O território paraguaio, por completo, é parte integrante da Bacia Platina, composta pelos rios Paraguai e Paraná. Seu relevo é formado basicamente, em sua maioria, por planícies situadas na Região Ocidental, e apenas na Região Oriental aparecem planaltos pouco elevados, que, fora do Brasil, são estruturalmente ligados ao Planalto Brasileiro.

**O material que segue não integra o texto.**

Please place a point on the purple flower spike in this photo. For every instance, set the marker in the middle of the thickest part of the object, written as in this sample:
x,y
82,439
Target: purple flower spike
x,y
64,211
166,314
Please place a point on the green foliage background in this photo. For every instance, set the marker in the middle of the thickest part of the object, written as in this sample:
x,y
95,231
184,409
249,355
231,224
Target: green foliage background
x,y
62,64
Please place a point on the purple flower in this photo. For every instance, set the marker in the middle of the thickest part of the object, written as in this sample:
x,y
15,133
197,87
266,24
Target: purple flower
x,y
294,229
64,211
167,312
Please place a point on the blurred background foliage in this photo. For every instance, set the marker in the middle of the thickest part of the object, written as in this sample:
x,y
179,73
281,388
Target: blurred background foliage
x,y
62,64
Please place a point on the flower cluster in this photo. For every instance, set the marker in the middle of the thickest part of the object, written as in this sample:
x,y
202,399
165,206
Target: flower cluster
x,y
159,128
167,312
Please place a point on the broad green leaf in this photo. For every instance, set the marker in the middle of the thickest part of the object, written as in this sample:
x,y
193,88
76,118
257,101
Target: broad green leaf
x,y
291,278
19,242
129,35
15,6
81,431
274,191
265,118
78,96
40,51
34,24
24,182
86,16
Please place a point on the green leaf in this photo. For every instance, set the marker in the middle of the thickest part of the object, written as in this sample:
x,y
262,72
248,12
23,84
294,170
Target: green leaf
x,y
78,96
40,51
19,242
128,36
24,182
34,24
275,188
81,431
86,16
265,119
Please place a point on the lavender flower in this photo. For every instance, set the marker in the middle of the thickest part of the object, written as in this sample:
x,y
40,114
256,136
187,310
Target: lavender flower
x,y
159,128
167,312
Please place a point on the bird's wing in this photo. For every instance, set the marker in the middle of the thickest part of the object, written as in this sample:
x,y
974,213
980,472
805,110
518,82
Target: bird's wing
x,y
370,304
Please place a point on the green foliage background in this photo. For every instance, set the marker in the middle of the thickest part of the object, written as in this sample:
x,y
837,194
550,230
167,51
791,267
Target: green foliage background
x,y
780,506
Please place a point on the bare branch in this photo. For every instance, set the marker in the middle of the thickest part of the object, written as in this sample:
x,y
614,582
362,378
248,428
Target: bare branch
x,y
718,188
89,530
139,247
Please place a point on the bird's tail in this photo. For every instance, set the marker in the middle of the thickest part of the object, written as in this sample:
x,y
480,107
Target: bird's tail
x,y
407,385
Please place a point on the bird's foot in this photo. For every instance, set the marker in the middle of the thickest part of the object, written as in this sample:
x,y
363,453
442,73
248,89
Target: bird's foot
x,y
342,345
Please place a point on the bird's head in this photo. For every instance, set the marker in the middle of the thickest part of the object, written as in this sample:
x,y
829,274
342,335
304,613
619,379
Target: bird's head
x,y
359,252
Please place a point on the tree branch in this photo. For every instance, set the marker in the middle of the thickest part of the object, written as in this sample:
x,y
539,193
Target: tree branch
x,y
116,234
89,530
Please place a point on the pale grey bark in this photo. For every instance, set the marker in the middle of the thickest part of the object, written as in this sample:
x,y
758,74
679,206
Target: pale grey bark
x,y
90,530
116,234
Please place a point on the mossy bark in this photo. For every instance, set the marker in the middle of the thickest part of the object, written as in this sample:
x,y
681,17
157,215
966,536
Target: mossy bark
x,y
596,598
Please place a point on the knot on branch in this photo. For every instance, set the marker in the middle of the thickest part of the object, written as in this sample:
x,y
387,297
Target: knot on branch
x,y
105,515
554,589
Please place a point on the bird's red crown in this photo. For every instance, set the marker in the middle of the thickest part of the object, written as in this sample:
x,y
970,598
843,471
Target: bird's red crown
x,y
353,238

O rio Paraguai, que cruza o país ao meio na direção norte-sul, divide o território em duas grandes regiões praticamente distintas: a Região Oriental, onde mora a maioria dos habitantes do país; e a Região Ocidental, também conhecida como Chaco, uma planície baixa (altitude máxima de 100 m) coberta por pântanos e densas florestas de arbustos, praticamente desabitada e que se eleva imperceptivelmente a partir da margem ocidental do rio Paraguai até o Altiplano Boliviano. A grande planície, que ocupa também o sudeste da Bolívia e o nordeste da Argentina, constitui dois terços do território do Paraguai. Na margem oriental do rio Paraguai, o terreno eleva-se com poucos declives e é constituído por um relevo ondulado com colinas, florestas tropicais e pastagens férteis, onde as principais elevações são as serras de Amambay e Mbacarayú, que alcançam 700m de altitude acima do nível do mar. Na região sul-oriental, o terreno torna a descer, dirigindo-se ao vale do rio Paraná, que em alguns pontos banha os dois lados do Planalto do Paraná, o que favoreceu a instalação construtiva de represas e usinas hidrelétricas.
O clima do Paraguai é, em geral, subtropical, menos em alguns trechos da região do Chaco, com temperatura parecida à do Planalto Central Brasileiro, onde é quente e úmido. O país é cortado pelo trópico de Capricórnio ao centro, próximo a Concepción. A posição central e plana do Paraguai, praticamente em barreiras naturais, favorece os rápidos efeitos dos ventos quentes originários do Equador, e dos ventos frios que vêm da Argentina, causando variações térmicas acentuadas.
No verão, as temperaturas variam entre 26ºC e 33ºC, e no inverno entre 15ºC e 26ºC. A temperatura média é de 23ºC, enquanto que a máxima absoluta de 41ºC e a mínima é de 1ºC. A diferença entre a temperatura média do verão e a do inverno é de 6ºC. Uma das características do clima paraguaio é a alta temperatura sentida no verão, especialmente na região dos campos e do Chaco, e o frio intenso que ocorre no período do inverno.
São muito freqüentes e quase sempre abundantes as chuvas no território paraguaio. O tamanho do país tem influência na quantidade de chuvas, acentuando a estação seca especialmente na fronteira com Bolívia e Argentina. Pode-se considerar bem elevado o índice de chuvas no Planalto do Paraná, com 2.000 mm anuais. Na capital, Assunção cai para 1.300 mm e no Chaco para 800 mm. Os meses de concentração das chuvas são dezembro, janeiro e fevereiro, caindo durante os meses de inverno.

Rio Paraguai ao cruzar Assunção.
O Paraguai é um país interior e mediterrâneo, ou seja, não possui nenhuma saída para o mar, a não ser o rio Paraná e o rio Paraguai. A hidrografia do Paraguai é rica.
Os três rios principais são:
O rio Paraná forma a fronteira sudeste do país e constitui a única saída do Paraguai para o mar. Através dele chega-se ao rio da Prata, que por sua vez estabelece contato com o oceano Atlântico. Cachoeiras e corredeiras são encontradas por quase 160 quilômetros, no trecho do rio Paraná que separa o Paraguai do Brasil.
O rio Paraguai liga Assunção, o principal porto do país, ao rio Paraná. É o rio que dá o nome ao país, por isso divide-o em duas partes: oriental e ocidental.
O rio Pilcomayo corre através do Chaco e traça toda a fronteira oeste com a Argentina. Os dois maiores lagos são o lago Ypoa e o lago Ypacaraí.